Nogueira Miguel, Boussetta Souhail, Balsamo Gianpaolo, Albergel Clément, Trigo Isabel F, Johannsen Frederico, Miralles Diego G, Dutra Emanuel
Instituto Dom Luiz, IDL Faculty of Sciences University of Lisbon Lisbon Portugal.
ECMWF Reading UK.
J Geophys Res Atmos. 2021 Aug 16;126(15):e2020JD034163. doi: 10.1029/2020JD034163. Epub 2021 Aug 2.

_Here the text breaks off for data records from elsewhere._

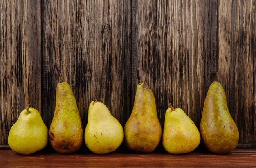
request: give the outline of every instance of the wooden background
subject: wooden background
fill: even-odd
[[[0,1],[0,148],[29,104],[49,127],[56,64],[85,127],[94,98],[124,126],[140,68],[162,126],[167,102],[198,127],[217,71],[239,146],[256,147],[256,1]]]

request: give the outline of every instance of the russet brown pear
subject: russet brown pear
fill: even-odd
[[[132,111],[124,126],[124,140],[130,150],[144,153],[154,151],[161,140],[162,129],[152,91],[140,81],[137,86]]]
[[[229,113],[223,87],[218,82],[213,82],[206,95],[200,133],[204,145],[213,153],[228,153],[237,145],[238,130]]]
[[[56,67],[61,79],[61,76]],[[57,85],[56,105],[50,126],[50,142],[56,151],[70,153],[82,145],[83,131],[74,93],[66,82]]]

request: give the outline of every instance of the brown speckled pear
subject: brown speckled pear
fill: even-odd
[[[159,144],[162,129],[154,95],[148,86],[140,81],[139,70],[139,83],[132,111],[124,126],[124,140],[130,150],[149,153]]]
[[[222,85],[216,81],[210,86],[204,100],[200,133],[204,146],[215,153],[228,153],[237,145],[238,130],[229,113]]]
[[[61,81],[57,67],[54,67]],[[52,146],[61,153],[74,152],[83,142],[83,131],[76,98],[66,82],[60,82],[57,85],[56,105],[49,134]]]

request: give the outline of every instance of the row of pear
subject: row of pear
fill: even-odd
[[[54,67],[60,82],[57,85],[49,130],[39,112],[28,106],[20,113],[8,136],[9,146],[18,153],[29,155],[40,151],[49,139],[54,149],[63,154],[77,151],[83,141],[89,149],[99,154],[115,151],[123,141],[129,149],[145,153],[153,151],[161,142],[165,150],[173,154],[192,151],[201,140],[215,153],[227,153],[236,146],[238,130],[229,111],[223,88],[217,81],[209,87],[199,130],[182,109],[174,109],[170,103],[162,130],[154,95],[140,81],[139,69],[133,108],[124,129],[107,107],[95,99],[89,106],[88,122],[83,130],[73,91],[68,83],[62,81],[58,67]]]

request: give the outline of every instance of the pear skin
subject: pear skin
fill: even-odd
[[[206,95],[200,132],[204,145],[213,153],[227,153],[237,145],[238,130],[229,113],[223,87],[218,82],[211,84]]]
[[[180,154],[193,151],[199,145],[200,133],[194,122],[179,108],[169,108],[165,113],[162,144],[169,153]]]
[[[124,138],[122,125],[107,107],[97,100],[89,107],[85,142],[92,152],[105,154],[113,152],[121,144]]]
[[[56,104],[49,134],[52,146],[61,153],[74,152],[83,143],[83,131],[76,98],[66,82],[57,85]]]
[[[130,150],[150,153],[159,144],[162,129],[153,93],[139,76],[138,79],[133,109],[124,126],[124,140]]]
[[[8,135],[8,144],[13,151],[30,155],[44,148],[49,141],[49,130],[39,112],[28,107],[20,113]]]

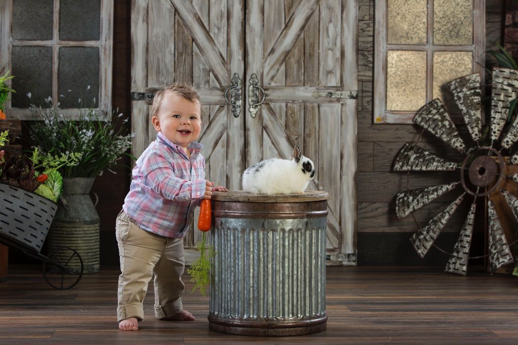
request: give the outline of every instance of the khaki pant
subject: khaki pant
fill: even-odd
[[[144,320],[142,305],[148,284],[154,276],[155,316],[171,317],[182,309],[180,296],[184,266],[183,241],[141,229],[121,211],[116,223],[121,261],[117,319]]]

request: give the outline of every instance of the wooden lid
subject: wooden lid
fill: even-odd
[[[306,191],[296,194],[252,194],[242,191],[214,192],[211,199],[216,201],[241,203],[300,203],[327,200],[329,193]]]

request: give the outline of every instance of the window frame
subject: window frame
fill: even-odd
[[[52,48],[52,94],[53,100],[59,99],[58,65],[59,48],[61,47],[98,47],[99,56],[99,99],[98,107],[94,109],[100,116],[108,114],[111,109],[112,63],[113,59],[113,0],[101,0],[99,11],[100,26],[98,40],[69,41],[59,39],[60,0],[54,0],[52,40],[15,40],[11,35],[12,8],[13,0],[0,0],[0,51],[7,52],[0,54],[0,73],[5,74],[12,70],[11,63],[11,49],[13,46],[50,47]],[[16,77],[16,76],[15,76]],[[7,83],[11,85],[11,80]],[[22,120],[37,120],[34,118],[26,108],[12,108],[10,99],[4,103],[4,112],[8,118]],[[59,113],[66,115],[67,118],[77,119],[80,117],[79,108],[60,109]]]
[[[374,124],[413,124],[416,111],[386,110],[387,51],[413,50],[426,51],[426,103],[433,99],[433,59],[435,51],[472,52],[472,73],[480,73],[481,82],[485,80],[485,0],[472,0],[473,4],[473,43],[465,46],[434,45],[434,2],[427,2],[427,42],[426,45],[389,45],[387,42],[388,0],[376,2],[375,23],[374,85],[373,101]],[[424,104],[423,105],[423,106]]]

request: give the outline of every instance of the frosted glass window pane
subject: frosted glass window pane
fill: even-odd
[[[13,0],[12,38],[52,40],[53,9],[54,0]]]
[[[45,102],[52,95],[52,48],[50,47],[12,47],[13,108],[28,108],[32,103],[48,107]],[[31,98],[27,96],[30,93]]]
[[[64,96],[60,96],[60,107],[98,107],[99,48],[62,47],[59,55],[59,90]]]
[[[433,95],[440,98],[446,109],[456,109],[449,90],[445,84],[459,77],[472,73],[472,53],[470,51],[436,51],[434,53]],[[444,96],[444,97],[443,97]]]
[[[387,110],[417,110],[426,101],[426,52],[387,53]]]
[[[472,36],[472,0],[435,0],[434,44],[470,45]]]
[[[388,0],[388,44],[426,44],[426,0]]]
[[[60,39],[97,41],[100,33],[100,0],[61,0]]]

In this study, we show that limitations in the representation of land cover and vegetation seasonality in the European Centre for Medium-Range Weather Forecasting (ECMWF) model are partially responsible for large biases (up to ∼10°C, either positive or negative depending on the region) on the simulated daily maximum land surface temperature (LST) with respect to satellite Earth Observations (EOs) products from the Land Surface Analysis Satellite Application Facility. The error patterns were coherent in offline land-surface and coupled land-atmosphere simulations, and in ECMWF's latest generation reanalysis (ERA5). Subsequently, we updated the ECMWF model's land cover characterization leveraging on state-of-the-art EOs-the European Space Agency Climate Change Initiative land cover data set and the Copernicus Global Land Services leaf area index. Additionally, we tested a clumping parameterization, introducing seasonality to the effective low vegetation coverage. The updates reduced the overall daily maximum LST bias and unbiased root-mean-squared errors. In contrast, the implemented updates had a neutral impact on daily minimum LST. Our results also highlighted the complex regional heterogeneities in the atmospheric sensitivity to land cover and vegetation changes, particularly with issues emerging over eastern Brazil and northeastern Asia. These issues called for a re-calibration of model parameters (e.g., minimum stomatal resistance, roughness length, rooting depth), along with a revision of several model assumptions (e.g., snow shading by high vegetation).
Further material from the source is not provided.